Both approaches have been developed over the course of decades. Now they both work quite well. However they usually don't work together. Because if nieevly combining ideas from the two results in shared mutable state, which loses the benefit of either approach. So while there have been many ideas that have crossed over from OO languages to Functional languages and vice versa, the have been limited and adapted to the language they are in, and in general don't achieve the same effect they do in the language they came from.
The most important idea in Rust is to go beyond this dichotomy. By allowing state to be mutable and shared, but not at the same time Rust can bring the full power of Object Orientation and Functional programming to bare in the same language at the same time. This allows for:
- Memory safety without Garbage collection
- High level abstraction without overhead
- Compile time prevention of all NPEs, CMEs, Resource leaks, and Race conditions. More importantly Rust opens the door to future paradigms and design patterns that just wouldn't be practical in other languages because they would be too error prone.
History of Rust
Work on Rust began in earnest in 2009 at Mozilla based on a prototype that Graydon Hoare had been working on for a few years previously. After three years of development the first pre-alpha version of the compiler was released in 2012.

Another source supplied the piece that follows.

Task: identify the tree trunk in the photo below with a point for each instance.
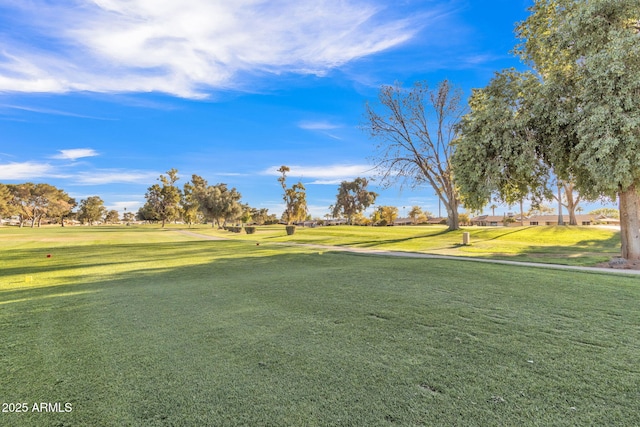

Shortly after the first release Graydon stepped back from the project. This change was a hugely important milestone, because it allowed other people step up. This allowed the project to move to a open governance model, with many people providing different perspectives. Over the next three years the language changed, a lot. New features were added and more importantly several features were removed or moved into third party libraries. These changes dramatically improved the language, because it turns out a lot of ideas that sound great don’t turn out so well in practice.
Rust’s evolution because changes were always anchored in very practical concerns as the core team spent most of their time working on Firefox. (a 4.4 million line C++ code base.) Eventually, in 2015 Rust 1.0 was released. This marked the first point where code could be written and still compile later. This marked a major change from pre-1.0 where if code that was more than 6 months old, you might as well rewrite it because the language was changing so quickly.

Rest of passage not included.